Two floors up, Observation Level 4, Professor John Ingot scribbles furiously on a tattered feint and margin note pad. Tiny rivers of black coffee fill the cracks of his chapped lips and run towards his chin, but are cut short by a vacuum from his tongue. He places the empty polystyrene cup back on the desk just next to the digital image of Doyle and Mansbane carrying out their duties with the standard enthusiasm. Ingot is particularly interested in Mansbane. It’s not often he gets to see the employees interact with visitors. But in this case, it’s the lack of interaction between the two that makes up the bulk of his notes.
Professor Jones, on Observation Level 6, watches Ingot through her left eye as she fishes a lump of mascara that has collected around the corner of her right. She flicks the offending mass away with her thumb and continues an objective observance of Ingot’s eating habits, which are only surpassed in fervour by dedication to his work. With one hand poised over her mouth, she pushes a button on a small grey box. It’s the control board for Ingot’s room. Presently, a localised electro-magnetic field stirs the atoms around a donut sitting by Ingot’s empty coffee cup. It falls to the floor.
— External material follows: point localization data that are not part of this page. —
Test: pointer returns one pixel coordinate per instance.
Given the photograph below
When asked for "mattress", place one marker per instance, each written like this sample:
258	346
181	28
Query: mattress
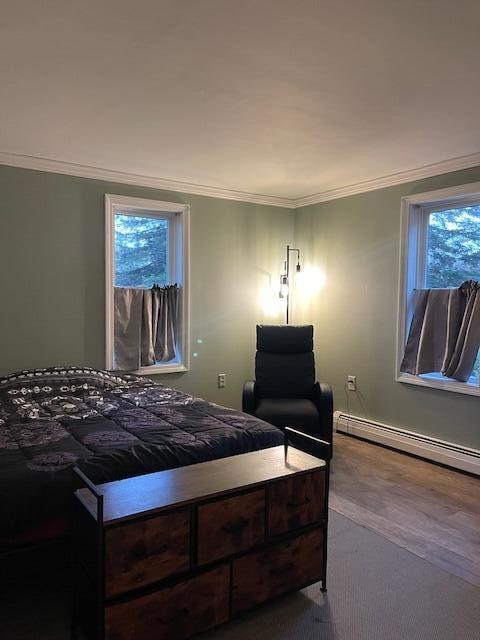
112	426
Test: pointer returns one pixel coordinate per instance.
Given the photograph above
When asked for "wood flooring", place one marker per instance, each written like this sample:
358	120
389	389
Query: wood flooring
429	510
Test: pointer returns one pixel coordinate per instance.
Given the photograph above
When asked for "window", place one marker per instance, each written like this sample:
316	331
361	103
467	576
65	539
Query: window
440	249
147	249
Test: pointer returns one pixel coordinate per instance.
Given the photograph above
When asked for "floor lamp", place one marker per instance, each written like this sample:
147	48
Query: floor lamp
284	292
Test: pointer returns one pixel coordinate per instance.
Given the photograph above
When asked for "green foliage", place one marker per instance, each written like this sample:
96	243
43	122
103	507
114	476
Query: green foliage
141	252
453	252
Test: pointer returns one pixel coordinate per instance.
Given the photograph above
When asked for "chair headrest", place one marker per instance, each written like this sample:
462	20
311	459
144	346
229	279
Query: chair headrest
284	338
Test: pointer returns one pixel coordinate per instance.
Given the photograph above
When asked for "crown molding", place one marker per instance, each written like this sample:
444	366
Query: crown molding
85	171
402	177
96	173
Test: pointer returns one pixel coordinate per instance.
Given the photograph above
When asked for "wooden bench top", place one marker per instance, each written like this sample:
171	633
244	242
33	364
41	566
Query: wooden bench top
154	492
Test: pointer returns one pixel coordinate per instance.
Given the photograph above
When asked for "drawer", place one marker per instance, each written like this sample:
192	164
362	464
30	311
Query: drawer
230	525
281	568
139	553
296	502
179	611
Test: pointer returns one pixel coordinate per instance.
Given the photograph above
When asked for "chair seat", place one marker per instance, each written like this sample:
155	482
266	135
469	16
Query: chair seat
289	412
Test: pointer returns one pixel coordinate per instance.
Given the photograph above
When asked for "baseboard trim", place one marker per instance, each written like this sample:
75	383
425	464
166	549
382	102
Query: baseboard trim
441	451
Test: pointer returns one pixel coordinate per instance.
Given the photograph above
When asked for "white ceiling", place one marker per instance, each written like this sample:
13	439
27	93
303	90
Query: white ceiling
278	97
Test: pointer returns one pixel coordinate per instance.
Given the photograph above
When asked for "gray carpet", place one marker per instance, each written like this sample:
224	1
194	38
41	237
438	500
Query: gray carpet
376	591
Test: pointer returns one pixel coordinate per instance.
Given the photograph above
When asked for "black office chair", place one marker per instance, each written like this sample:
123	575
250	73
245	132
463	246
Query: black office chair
285	392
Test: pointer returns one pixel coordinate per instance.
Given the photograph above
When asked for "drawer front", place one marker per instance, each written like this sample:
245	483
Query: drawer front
281	568
230	525
296	502
180	611
142	552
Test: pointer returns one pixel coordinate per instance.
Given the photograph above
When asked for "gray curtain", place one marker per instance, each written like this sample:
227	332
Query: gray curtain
145	326
445	332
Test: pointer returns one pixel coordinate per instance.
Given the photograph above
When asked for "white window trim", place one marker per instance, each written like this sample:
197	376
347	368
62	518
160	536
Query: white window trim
181	214
412	273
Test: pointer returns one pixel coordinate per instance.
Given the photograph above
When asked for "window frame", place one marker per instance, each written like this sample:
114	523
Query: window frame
178	266
415	210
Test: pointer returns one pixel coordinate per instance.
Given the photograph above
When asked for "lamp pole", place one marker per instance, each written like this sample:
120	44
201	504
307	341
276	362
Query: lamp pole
285	277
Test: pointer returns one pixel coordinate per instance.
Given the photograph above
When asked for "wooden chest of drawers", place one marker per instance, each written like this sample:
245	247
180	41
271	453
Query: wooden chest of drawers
171	554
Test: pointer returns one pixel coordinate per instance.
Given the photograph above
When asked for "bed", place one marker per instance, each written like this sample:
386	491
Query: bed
112	426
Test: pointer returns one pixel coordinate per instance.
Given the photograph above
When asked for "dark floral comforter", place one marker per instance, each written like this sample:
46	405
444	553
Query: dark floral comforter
112	426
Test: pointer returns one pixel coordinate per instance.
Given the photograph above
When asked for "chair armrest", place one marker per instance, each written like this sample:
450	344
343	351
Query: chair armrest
248	397
323	399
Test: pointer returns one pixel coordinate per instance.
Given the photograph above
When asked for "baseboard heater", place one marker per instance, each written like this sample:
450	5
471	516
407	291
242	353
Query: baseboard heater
423	446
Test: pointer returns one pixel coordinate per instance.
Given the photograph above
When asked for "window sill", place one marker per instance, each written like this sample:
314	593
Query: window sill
468	388
157	369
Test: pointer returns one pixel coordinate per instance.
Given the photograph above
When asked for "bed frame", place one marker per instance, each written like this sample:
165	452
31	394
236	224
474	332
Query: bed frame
174	553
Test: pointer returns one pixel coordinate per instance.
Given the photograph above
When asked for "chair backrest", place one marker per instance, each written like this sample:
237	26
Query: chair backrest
284	363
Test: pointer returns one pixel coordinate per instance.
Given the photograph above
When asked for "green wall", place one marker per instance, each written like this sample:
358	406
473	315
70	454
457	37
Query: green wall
356	241
52	283
52	277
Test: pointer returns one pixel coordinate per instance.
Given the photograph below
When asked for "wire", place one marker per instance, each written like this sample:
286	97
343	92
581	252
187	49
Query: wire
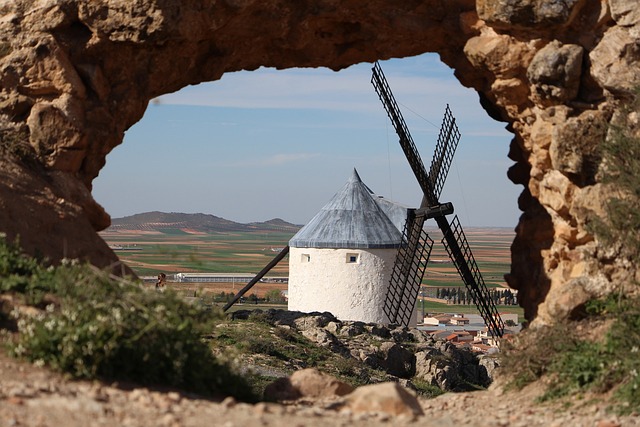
423	118
464	201
389	160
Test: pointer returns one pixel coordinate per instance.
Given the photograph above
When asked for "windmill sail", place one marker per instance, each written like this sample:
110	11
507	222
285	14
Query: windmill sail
406	142
448	139
408	271
455	242
431	185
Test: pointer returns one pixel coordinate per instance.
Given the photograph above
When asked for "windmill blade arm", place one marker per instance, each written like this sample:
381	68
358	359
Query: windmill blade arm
455	242
408	271
406	142
448	140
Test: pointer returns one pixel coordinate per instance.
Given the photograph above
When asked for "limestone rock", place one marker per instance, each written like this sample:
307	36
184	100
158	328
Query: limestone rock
526	13
388	398
306	383
555	72
625	12
75	75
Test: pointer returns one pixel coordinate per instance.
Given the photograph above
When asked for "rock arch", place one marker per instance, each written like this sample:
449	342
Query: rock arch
74	75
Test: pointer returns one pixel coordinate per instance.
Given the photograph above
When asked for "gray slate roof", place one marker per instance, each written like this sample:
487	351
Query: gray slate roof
352	219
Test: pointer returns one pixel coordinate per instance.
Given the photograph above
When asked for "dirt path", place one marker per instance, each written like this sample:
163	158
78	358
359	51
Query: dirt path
32	396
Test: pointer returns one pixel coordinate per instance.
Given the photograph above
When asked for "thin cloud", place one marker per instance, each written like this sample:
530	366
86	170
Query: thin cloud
275	160
347	90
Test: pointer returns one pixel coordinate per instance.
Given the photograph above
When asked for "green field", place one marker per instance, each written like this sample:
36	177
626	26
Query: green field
434	307
178	251
175	250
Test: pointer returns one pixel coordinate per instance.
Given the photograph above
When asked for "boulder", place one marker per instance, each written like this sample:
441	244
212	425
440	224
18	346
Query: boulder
389	398
306	383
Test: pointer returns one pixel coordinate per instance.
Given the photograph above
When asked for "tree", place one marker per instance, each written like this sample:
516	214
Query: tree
275	296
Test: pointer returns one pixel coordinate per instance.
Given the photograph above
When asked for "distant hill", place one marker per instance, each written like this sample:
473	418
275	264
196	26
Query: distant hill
162	221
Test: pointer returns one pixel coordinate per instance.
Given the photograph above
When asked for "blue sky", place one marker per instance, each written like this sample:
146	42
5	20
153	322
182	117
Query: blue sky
280	143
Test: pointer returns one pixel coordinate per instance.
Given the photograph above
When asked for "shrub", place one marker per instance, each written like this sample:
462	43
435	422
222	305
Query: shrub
575	364
97	326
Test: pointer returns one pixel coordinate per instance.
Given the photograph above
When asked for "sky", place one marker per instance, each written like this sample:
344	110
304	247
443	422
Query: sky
269	143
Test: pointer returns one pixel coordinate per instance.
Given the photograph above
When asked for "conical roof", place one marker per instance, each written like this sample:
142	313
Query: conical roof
352	219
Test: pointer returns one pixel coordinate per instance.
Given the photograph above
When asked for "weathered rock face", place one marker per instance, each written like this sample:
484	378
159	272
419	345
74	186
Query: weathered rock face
74	75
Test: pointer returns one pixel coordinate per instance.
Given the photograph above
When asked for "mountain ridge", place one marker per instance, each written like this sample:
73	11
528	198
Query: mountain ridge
198	222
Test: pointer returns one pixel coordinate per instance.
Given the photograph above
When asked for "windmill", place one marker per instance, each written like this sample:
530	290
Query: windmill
413	255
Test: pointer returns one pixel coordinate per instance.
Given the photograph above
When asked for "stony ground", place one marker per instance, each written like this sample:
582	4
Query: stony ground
33	396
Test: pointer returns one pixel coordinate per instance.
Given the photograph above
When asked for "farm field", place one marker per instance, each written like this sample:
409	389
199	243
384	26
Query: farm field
176	250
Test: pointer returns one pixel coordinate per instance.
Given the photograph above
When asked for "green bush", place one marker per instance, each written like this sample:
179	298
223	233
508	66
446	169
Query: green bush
575	364
97	326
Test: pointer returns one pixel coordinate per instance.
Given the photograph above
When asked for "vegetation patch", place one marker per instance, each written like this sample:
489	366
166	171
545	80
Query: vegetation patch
79	320
575	363
572	358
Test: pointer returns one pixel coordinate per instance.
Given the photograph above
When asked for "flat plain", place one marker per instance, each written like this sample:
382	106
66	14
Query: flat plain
170	251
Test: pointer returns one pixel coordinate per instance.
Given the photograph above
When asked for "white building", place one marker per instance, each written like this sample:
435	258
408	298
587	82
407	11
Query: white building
341	261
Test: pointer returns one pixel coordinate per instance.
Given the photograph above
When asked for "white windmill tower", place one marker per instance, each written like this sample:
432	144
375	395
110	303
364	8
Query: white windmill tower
341	261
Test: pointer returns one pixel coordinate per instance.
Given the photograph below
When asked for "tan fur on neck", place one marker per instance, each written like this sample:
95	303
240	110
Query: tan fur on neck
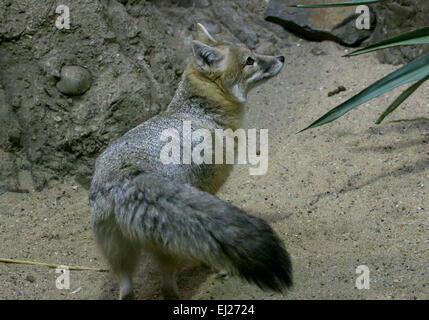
210	87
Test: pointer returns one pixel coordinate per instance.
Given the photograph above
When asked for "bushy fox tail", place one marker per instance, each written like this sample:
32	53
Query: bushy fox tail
184	221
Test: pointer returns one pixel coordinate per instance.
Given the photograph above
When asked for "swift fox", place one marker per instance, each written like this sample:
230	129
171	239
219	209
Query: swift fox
170	210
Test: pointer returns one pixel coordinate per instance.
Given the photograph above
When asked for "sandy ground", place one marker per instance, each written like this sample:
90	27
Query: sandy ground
347	194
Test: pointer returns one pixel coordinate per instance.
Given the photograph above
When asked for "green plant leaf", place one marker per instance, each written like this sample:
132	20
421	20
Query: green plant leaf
401	98
419	36
337	4
413	71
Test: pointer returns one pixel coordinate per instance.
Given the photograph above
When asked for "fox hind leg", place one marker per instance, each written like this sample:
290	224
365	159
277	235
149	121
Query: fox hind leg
122	256
168	267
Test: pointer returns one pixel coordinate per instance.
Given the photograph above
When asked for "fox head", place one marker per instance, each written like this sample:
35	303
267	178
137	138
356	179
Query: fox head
234	68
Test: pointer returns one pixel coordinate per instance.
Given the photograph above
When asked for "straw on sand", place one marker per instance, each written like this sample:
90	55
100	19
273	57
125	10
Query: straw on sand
50	265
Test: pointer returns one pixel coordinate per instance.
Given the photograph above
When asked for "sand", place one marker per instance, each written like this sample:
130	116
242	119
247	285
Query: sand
347	194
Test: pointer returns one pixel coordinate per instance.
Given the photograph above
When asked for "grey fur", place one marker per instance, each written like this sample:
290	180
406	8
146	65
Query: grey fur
138	203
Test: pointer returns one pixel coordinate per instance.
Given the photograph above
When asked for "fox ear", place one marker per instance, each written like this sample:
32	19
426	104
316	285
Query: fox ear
204	36
206	56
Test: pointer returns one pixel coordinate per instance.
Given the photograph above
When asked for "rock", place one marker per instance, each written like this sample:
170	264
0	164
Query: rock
136	51
336	24
74	80
336	91
397	17
212	27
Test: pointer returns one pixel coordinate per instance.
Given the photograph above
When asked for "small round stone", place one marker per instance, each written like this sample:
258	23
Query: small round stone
74	80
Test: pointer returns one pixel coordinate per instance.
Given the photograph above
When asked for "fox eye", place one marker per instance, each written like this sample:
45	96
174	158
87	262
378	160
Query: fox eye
250	61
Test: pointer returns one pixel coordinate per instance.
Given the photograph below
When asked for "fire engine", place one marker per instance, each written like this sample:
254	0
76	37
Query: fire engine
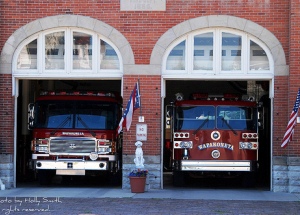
74	133
212	135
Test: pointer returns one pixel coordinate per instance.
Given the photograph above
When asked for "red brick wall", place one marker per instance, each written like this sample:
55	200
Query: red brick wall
143	29
6	115
293	83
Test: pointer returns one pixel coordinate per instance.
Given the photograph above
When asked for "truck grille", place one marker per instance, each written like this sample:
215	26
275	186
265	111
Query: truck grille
72	145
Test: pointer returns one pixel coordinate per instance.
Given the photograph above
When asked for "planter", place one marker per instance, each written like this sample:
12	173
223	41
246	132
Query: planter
137	184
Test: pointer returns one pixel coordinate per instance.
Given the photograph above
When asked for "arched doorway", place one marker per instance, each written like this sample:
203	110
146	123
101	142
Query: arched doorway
196	54
86	53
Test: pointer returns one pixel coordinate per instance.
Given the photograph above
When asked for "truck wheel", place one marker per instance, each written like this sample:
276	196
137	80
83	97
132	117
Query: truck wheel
45	177
178	178
115	178
249	179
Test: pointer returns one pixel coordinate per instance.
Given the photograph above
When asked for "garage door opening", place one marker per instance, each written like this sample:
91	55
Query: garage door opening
217	133
68	135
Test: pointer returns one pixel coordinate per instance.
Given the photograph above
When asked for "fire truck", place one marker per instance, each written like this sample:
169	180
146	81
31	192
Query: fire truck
74	133
212	136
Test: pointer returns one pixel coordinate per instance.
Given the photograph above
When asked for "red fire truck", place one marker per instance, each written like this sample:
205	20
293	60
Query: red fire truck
212	135
74	133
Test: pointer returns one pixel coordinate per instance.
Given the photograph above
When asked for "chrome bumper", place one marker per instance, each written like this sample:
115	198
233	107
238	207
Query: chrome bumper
205	165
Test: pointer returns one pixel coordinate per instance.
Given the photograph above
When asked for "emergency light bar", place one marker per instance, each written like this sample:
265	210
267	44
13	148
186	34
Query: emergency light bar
77	93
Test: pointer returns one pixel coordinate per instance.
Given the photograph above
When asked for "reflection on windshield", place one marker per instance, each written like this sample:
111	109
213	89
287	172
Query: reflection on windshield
191	118
80	114
237	118
220	117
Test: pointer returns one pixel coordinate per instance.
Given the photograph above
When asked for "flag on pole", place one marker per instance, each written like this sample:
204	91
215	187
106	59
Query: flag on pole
133	104
292	122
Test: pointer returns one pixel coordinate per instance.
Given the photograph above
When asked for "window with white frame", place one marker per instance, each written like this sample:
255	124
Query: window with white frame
67	50
217	51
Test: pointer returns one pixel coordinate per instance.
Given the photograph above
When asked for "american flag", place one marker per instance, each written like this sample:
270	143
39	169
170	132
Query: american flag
133	104
292	122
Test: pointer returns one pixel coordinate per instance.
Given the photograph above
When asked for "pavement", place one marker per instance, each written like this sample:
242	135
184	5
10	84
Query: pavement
82	200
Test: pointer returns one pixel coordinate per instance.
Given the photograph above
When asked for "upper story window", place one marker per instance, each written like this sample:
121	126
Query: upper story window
67	51
217	51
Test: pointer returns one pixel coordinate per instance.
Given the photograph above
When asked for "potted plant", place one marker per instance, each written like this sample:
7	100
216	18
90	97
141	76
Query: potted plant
138	180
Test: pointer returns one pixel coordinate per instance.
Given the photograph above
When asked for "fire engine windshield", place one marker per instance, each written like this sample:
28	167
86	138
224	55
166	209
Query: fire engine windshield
215	117
76	114
237	118
195	117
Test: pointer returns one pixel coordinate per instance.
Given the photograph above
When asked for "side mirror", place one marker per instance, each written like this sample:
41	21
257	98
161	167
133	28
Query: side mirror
260	116
30	116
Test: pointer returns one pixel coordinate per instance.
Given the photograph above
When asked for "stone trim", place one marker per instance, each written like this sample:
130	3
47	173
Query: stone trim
122	44
247	26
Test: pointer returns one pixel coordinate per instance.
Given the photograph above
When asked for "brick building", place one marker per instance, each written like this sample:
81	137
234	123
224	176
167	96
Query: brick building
153	41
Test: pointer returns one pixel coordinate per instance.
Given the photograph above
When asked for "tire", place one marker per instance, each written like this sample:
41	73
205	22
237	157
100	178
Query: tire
179	179
45	177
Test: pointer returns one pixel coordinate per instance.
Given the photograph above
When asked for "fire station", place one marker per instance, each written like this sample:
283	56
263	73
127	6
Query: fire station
176	50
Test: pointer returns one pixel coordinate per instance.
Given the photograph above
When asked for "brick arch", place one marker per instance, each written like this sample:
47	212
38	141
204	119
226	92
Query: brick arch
6	58
247	26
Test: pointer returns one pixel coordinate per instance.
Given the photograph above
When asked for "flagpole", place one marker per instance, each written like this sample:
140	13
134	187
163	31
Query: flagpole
140	97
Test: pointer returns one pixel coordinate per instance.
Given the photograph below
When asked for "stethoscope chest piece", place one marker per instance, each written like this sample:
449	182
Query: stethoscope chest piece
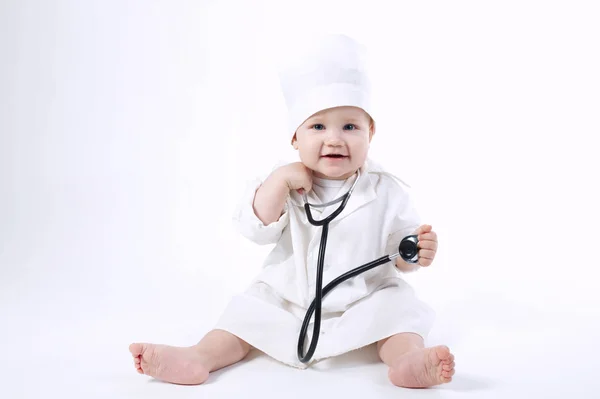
409	249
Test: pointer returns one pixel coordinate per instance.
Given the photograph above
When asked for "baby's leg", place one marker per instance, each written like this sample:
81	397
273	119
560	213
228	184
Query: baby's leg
414	366
189	365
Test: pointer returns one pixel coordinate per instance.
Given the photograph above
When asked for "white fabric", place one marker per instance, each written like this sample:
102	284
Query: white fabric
361	311
325	72
326	190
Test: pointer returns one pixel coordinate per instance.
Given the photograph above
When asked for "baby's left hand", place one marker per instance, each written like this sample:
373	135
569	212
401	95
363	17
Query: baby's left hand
427	244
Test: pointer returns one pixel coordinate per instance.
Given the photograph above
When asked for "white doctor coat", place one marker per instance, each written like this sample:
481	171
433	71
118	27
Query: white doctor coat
367	308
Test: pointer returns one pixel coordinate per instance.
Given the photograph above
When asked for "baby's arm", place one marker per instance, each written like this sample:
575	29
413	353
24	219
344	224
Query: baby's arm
270	198
261	216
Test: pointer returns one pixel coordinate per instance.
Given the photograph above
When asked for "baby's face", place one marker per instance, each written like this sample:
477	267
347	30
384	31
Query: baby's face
334	142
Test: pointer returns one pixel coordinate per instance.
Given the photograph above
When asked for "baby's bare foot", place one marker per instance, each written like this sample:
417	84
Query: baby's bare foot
423	368
171	364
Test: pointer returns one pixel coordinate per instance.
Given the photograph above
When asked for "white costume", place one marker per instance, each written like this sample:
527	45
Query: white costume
367	308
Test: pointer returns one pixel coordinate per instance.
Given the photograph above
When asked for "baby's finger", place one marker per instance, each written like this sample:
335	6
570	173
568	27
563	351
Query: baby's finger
428	244
425	228
426	254
432	235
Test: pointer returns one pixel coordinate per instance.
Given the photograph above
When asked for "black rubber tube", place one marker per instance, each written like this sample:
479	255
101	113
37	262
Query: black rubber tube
315	306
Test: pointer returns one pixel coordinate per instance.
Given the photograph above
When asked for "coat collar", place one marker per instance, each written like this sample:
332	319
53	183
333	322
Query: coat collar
363	193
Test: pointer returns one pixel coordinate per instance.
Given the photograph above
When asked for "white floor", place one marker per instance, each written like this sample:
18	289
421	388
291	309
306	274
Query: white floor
68	340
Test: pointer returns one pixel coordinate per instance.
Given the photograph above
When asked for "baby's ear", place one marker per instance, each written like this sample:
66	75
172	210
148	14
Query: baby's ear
371	129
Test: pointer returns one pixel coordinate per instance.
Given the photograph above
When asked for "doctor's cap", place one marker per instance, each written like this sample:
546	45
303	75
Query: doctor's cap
320	72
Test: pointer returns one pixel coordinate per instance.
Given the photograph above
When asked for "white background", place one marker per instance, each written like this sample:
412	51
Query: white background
129	128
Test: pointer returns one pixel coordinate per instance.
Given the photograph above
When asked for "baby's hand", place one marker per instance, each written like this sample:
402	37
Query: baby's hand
296	176
427	244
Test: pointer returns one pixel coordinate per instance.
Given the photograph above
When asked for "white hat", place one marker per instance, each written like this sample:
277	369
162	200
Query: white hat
328	71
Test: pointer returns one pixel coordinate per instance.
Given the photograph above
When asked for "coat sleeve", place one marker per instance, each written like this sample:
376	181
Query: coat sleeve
405	218
250	226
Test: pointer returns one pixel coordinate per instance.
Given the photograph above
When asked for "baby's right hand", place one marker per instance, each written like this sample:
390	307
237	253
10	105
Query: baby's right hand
296	176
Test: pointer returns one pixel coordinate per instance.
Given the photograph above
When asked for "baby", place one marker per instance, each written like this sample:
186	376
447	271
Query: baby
331	126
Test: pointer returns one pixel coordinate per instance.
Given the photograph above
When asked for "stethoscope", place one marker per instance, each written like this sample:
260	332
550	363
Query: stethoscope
407	249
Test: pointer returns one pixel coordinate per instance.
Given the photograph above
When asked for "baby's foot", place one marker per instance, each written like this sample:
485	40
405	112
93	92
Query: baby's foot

Jones watches attentively, a smile breaking on her lips as the Professor moves his chair close to pick up the donut. Dimples appear on her cheeks as he takes a bite from it, wipes sugar from his mouth with his sleeve and goes to fetch more coffee. Jones is baring her teeth now. Her fingers, long and angular, drum at a keyboard with violent speed, but her hammering is precise enough to prevent the breakage of manicured nails.
There are ten such rooms in the company building with twenty monitors in each and one spectator similar to Dr. Doyle. Outside the company buildings the cities are under constant supervision from solar powered airships that carry giant computer automated eyes and the orbit of the planet itself is littered with various satellites, projecting their findings back down to the surface for processing.
The observations are used as templates, which contribute to the design and control of mass populations. A scheme that eventually hopes to encompass every living being of their kind. If successful we may see a further drop in the subjective aspect of their collective experience, the very essence of their individual nature.
Incidentally, despite my continued research, I have no more useful insights about the species than when I began this study. It seems to me that the more I learn about them, the more elusive and complex their character becomes. Perhaps my colleagues are right and it is impossible to bridge the semantic gap between dimensions with our primitive technology. And their limited existence to only four of our dimensions has instilled a severely retarded perception in their genes.
Suggestions for further research:
- In my opinion it is time we introduced a new threat from outside their planet, something devastating enough to drastically alter their persistently shallow view of the universe, and also give us an opportunity to observe any long term affects this may have on their communal behaviour. It will be exciting to see what they are capable of in such a situation - If they can survive it at all.